Sunday, November 22, 2009

Nexus

It was 1973 and all things seemed possible. I bought a Subaru that year, but first I have to tell you how I came to buy it.

It was maybe April, 1973. I was weeks from graduation from nursing school. I decided one evening to visit a friend and I brought along a new album to share and listen to. It was Fragile by Yes. A new horizon was barely visible and Yes music was perfect. This friend was someone I had met through my ex. He worked at the only computer business in Birmingham at the time, so I was impressed with his knowledge and cutting edge-iness. When he answered the door and I showed him the album, he pulled out the same album from his collection- Yes met Yes. It was an Event.

It turns out the this person I will call D was a frickin genious. The real thing. I could relate to him in some ways, but mostly I felt that I was learning at an accelerated rate. Remember the movie with John Travolta where he starts learning languages, learning everything, faster and faster. It was like that. The atmosphere was rarified with energy and real knowledge- not just philosophy and conjecture but actual stuff- mathematics, physics, biological sciences, architecture, music, acoustics, art, history, politics. He was talking about getting a personal computer. People did not have personal computers in 1973.

We ended up setting up house in Crestline Village. His parents owned the house. I finished nursing school and started work at the VA. For some reason he quit working and just stayed home. I made enough money to live on and then some, and it was fun to have someone take an interest in me. I was pretty much on my own in the world, not much in the way of family, so I enjoyed being taken in. I failed to notice that I was the only one working. I worked hard, and then had lots of time off to go on short trips, go to the beach, whatever. D held court all the time at the house in Crestline. We had all sorts of people dropping by to take part in the scene there and it was quite a scene. I was educated, but my folks were like the best of the hillbillies. D's family was well off, and well connected. I guess they tried to accept me- I was never treated unfairly by them at all. Everything was so loose back then, it was hard to know what the "norm" was.

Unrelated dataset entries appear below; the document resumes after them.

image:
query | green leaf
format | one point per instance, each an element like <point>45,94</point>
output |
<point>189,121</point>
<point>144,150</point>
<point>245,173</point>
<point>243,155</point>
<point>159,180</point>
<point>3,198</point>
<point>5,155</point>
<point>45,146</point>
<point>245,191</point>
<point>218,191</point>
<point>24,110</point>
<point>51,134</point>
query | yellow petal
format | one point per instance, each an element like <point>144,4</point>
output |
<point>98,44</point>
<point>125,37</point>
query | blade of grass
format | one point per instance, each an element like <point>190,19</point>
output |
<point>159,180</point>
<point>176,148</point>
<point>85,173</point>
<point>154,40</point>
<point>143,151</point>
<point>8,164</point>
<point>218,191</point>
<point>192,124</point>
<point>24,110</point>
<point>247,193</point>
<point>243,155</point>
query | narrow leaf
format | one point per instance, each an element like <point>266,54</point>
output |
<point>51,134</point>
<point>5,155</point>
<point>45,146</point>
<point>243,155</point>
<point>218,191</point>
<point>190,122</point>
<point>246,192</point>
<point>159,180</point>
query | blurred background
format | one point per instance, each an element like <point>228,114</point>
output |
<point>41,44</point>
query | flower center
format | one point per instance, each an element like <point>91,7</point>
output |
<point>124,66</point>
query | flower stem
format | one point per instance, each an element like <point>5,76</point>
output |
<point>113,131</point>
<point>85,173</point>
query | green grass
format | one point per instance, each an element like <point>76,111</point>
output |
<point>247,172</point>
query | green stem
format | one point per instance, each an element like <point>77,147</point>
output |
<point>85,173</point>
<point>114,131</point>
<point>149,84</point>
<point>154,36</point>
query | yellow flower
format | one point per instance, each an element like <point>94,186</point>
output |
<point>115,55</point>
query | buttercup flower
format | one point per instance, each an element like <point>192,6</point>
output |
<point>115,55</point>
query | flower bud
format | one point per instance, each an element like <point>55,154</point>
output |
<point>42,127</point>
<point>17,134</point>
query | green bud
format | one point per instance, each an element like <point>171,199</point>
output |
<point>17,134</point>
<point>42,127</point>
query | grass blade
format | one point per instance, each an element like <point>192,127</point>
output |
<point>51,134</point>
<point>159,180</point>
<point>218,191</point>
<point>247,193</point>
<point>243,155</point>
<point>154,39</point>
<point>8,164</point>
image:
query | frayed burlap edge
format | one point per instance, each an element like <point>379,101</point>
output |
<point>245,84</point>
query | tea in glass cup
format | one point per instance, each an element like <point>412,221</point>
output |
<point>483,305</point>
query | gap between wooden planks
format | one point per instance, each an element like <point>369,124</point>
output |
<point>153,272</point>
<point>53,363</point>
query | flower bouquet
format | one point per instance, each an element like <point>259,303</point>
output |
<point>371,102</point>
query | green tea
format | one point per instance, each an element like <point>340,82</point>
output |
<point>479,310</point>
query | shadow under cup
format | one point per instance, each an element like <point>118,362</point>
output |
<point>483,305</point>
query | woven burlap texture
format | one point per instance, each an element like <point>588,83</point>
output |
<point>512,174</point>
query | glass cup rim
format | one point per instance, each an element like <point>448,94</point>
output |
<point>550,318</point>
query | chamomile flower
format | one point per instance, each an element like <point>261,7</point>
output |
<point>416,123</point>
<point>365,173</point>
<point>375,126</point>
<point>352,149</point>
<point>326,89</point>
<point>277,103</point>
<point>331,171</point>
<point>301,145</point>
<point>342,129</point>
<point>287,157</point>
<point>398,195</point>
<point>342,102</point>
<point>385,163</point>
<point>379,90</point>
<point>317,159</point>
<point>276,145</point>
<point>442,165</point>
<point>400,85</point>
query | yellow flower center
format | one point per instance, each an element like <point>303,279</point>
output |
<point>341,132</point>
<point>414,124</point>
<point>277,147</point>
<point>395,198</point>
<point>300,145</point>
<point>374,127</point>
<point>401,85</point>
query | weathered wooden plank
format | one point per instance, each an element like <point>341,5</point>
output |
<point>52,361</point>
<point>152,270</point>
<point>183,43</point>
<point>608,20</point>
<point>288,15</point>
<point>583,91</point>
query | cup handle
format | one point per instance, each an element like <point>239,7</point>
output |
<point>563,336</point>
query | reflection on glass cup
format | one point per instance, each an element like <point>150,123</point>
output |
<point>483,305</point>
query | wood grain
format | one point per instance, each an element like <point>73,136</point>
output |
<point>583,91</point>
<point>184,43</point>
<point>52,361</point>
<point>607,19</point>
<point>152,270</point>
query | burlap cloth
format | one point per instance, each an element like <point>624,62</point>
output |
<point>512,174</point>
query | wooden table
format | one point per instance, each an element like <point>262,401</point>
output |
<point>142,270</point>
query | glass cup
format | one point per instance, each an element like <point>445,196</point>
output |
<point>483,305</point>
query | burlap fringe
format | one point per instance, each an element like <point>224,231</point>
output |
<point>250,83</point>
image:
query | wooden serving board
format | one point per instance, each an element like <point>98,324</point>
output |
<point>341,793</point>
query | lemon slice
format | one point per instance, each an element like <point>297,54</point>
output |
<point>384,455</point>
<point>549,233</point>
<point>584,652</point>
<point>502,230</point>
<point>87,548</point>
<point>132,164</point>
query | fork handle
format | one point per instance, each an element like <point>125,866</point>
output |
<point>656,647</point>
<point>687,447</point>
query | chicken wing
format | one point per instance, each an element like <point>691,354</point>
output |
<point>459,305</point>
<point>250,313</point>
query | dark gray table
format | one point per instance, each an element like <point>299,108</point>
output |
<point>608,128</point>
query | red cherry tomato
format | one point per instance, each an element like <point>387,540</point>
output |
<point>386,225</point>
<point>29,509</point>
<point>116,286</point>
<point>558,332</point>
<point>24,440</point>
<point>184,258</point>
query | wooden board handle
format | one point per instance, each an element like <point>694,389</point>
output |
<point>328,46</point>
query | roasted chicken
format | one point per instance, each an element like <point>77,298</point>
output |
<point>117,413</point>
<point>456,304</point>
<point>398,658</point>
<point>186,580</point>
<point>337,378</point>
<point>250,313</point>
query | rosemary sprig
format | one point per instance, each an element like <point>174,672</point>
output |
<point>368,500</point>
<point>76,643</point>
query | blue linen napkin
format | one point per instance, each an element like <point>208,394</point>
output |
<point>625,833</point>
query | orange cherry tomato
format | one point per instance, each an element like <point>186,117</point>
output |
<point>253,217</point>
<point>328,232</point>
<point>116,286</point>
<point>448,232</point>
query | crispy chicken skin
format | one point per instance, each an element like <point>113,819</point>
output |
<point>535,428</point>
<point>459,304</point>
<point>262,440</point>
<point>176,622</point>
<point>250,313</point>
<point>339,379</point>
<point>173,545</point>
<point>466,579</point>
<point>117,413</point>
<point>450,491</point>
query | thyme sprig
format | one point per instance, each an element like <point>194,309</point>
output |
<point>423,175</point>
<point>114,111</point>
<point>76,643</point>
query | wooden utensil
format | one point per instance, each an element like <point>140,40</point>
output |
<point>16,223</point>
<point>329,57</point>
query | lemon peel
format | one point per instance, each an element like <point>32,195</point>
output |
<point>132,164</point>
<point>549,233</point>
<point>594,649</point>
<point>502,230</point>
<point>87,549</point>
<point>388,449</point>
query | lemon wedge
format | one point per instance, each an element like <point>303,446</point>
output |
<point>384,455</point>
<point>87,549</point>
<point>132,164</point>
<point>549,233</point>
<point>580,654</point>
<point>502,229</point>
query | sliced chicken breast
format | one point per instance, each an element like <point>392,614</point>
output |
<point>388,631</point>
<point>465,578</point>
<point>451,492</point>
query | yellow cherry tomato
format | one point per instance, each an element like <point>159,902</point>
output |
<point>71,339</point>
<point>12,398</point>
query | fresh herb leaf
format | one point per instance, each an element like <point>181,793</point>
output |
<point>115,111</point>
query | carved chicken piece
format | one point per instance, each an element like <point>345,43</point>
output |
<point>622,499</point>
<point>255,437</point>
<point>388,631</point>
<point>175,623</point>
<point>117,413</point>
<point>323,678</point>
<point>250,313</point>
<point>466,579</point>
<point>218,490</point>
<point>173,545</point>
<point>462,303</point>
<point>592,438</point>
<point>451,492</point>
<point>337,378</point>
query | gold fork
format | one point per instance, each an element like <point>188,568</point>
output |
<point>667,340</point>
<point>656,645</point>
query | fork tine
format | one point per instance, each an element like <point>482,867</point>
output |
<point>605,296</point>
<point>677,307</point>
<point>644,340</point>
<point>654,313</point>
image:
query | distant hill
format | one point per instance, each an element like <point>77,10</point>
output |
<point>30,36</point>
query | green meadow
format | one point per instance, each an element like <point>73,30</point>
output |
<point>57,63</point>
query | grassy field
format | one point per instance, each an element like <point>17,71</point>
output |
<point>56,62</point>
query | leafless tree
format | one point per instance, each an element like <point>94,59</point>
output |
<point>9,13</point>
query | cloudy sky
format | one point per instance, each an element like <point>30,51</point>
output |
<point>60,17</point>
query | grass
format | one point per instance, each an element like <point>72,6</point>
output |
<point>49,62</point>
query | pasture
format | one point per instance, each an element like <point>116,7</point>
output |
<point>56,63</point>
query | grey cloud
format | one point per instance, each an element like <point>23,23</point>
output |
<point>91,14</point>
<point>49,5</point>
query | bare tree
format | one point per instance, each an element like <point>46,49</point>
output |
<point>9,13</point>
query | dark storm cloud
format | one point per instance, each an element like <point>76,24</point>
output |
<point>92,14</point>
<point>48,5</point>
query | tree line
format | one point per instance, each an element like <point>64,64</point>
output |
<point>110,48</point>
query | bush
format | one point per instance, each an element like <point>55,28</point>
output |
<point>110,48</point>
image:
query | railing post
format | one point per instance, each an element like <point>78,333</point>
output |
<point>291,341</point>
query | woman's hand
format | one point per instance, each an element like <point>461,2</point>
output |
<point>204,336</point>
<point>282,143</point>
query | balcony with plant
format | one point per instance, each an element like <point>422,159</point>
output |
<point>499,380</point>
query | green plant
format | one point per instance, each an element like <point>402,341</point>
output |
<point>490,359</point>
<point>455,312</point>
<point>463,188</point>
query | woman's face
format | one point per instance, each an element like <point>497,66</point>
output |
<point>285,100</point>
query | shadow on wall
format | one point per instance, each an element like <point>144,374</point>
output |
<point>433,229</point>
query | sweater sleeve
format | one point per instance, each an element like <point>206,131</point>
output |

We traded in D's van and I sold my Opal. I bought the Subaru. The subaru had an "airplane engine"- the newest thing. And it was lime green. Too bad we burned up the engine.

One of the most astonishing things I remember about that time was a trip to see the Grateful Dead in Indianapolis. We went with a strange group of unlikely people in a van. We all took some kind of acid and D drove without any problem. It did not seem to affect him at all. We were incapacitated for hours, some people worse than others- I mean really nonfunctional- and he just drove on, talked with me, in the most nonplussed fashion. It was like riding the jet stream. I knew then something was very different about D. It was a great trip, and the show in Indianapolis was fantastic in every way.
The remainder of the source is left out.